The malicious repositories are clones of legitimate ones, making them hard to distinguish to the casual eye. An unknown party has automated a process that forks legitimate repositories, meaning the source code is copied so developers can use it in an independent project that builds on the original one. The result is millions of forks with names identical to the original one that add a payload that’s wrapped under seven layers of obfuscation. To make matters worse, some people, unaware of the malice of these imitators, are forking the forks, which adds to the flood.
Whack-a-mole
“Most of the forked repos are quickly removed by GitHub, which identifies the automation,” Matan Giladi and Gil David, researchers at security firm Apiiro, wrote Wednesday. “However, the automation detection seems to miss many repos, and the ones that were uploaded manually survive. Because the whole attack chain seems to be mostly automated on a large scale, the 1% that survive still amount to thousands of malicious repos.”

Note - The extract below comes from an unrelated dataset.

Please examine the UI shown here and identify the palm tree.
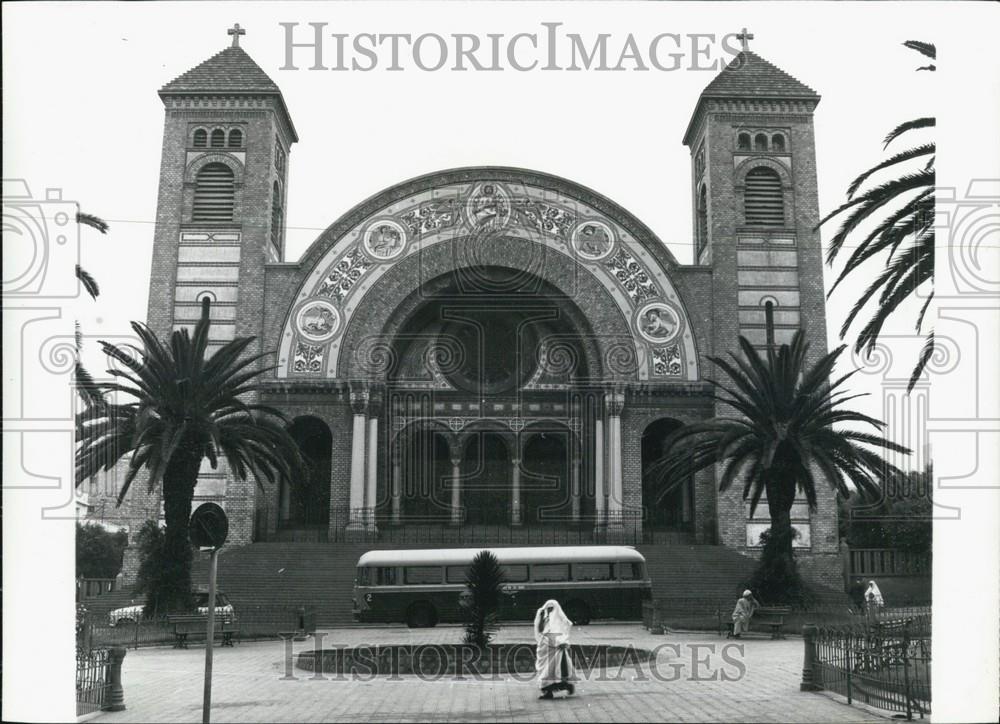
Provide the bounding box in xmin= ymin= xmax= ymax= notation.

Given the constant churn of new repos being uploaded and GitHub’s removal, it’s hard to estimate precisely how many of each there are. The researchers said the number of repos uploaded or forked before GitHub removes them is likely in the millions. They said the attack “impacts more than 100,000 GitHub repositories.”
GitHub officials didn’t dispute Apiiro’s estimates and didn’t answer other questions sent by email. Instead, they issued the following statement:
GitHub hosts over 100M developers building across over 420M repositories, and is committed to providing a safe and secure platform for developers. We have teams dedicated to detecting, analyzing, and removing content and accounts that violate our Acceptable Use Policies. We employ manual reviews and at-scale detections that use machine learning and constantly evolve and adapt to adversarial tactics. We also encourage customers and community members to report abuse and spam.

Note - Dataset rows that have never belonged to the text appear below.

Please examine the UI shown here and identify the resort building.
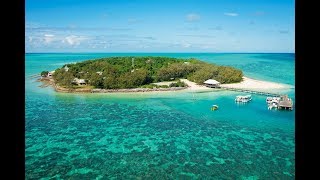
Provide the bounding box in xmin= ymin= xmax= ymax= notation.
xmin=203 ymin=79 xmax=220 ymax=88
xmin=72 ymin=78 xmax=87 ymax=86
xmin=278 ymin=95 xmax=293 ymax=110
xmin=64 ymin=66 xmax=69 ymax=71
xmin=47 ymin=71 xmax=54 ymax=77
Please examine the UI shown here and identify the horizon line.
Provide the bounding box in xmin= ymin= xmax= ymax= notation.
xmin=25 ymin=52 xmax=295 ymax=54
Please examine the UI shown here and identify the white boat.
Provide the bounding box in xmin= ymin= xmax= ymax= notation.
xmin=235 ymin=95 xmax=252 ymax=103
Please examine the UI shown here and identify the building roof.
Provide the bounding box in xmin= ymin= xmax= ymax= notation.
xmin=203 ymin=79 xmax=220 ymax=84
xmin=279 ymin=96 xmax=293 ymax=107
xmin=78 ymin=79 xmax=86 ymax=83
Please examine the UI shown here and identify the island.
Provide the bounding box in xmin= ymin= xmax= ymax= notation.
xmin=39 ymin=57 xmax=243 ymax=93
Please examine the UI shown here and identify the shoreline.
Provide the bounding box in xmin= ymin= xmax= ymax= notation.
xmin=38 ymin=76 xmax=294 ymax=93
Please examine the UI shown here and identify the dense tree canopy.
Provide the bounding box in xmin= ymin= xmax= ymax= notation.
xmin=53 ymin=56 xmax=243 ymax=89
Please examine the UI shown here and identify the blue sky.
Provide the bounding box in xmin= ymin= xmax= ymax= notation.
xmin=25 ymin=0 xmax=295 ymax=52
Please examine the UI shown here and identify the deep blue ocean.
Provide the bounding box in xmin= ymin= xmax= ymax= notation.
xmin=25 ymin=53 xmax=295 ymax=179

Supply-chain attacks that target users of developer platforms have existed since at least 2016, when a college student uploaded custom scripts to RubyGems, PyPi, and NPM. The scripts bore names similar to widely used legitimate packages, but otherwise had no connection to them. A phone-home feature in the student’s scripts showed that the imposter code was executed more than 45,000 times on more than 17,000 separate domains, and more than half the time his code was given all-powerful administrative rights. Two of the affected domains ended in .mil, an indication that people inside the US military had run his script. This form of supply-chain attack is often referred to as typosquatting, because it relies on users making small errors when choosing the name of a package they want to use.

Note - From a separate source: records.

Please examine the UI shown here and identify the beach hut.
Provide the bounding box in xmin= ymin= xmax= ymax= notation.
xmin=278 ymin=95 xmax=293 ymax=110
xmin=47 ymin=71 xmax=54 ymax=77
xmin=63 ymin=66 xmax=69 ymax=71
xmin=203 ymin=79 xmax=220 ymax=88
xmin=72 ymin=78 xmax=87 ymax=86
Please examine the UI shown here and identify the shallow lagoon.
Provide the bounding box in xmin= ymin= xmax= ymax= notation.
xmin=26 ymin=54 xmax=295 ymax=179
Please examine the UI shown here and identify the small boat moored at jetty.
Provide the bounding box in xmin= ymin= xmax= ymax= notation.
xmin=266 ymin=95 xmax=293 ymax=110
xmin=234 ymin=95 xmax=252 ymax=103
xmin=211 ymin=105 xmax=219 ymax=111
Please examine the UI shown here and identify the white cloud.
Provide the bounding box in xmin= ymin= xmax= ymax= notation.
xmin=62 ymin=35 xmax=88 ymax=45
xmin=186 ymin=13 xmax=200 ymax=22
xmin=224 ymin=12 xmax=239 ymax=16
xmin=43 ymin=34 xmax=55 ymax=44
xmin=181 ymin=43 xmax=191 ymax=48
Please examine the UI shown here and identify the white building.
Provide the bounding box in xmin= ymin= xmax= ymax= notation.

In 2021, a researcher used a similar technique to successfully execute counterfeit code on networks belonging to Apple, Microsoft, Tesla, and dozens of other companies. The technique—known as a dependency confusion or namespace confusion attack—started by placing malicious code packages in an official public repository and giving them the same name as dependency packages Apple and the other targeted companies use in their products. Automated scripts inside the package managers used by the companies then automatically downloaded and installed the counterfeit dependency code.
The technique observed by Apiiro is known as repo confusion.
“Similar to dependency confusion attacks, malicious actors get their target to download their malicious version instead of the real one,” Wednesday’s post explained. “But dependency confusion attacks take advantage of how package managers work, while repo confusion attacks simply rely on humans to mistakenly pick the malicious version over the real one, sometimes employing social engineering techniques as well.”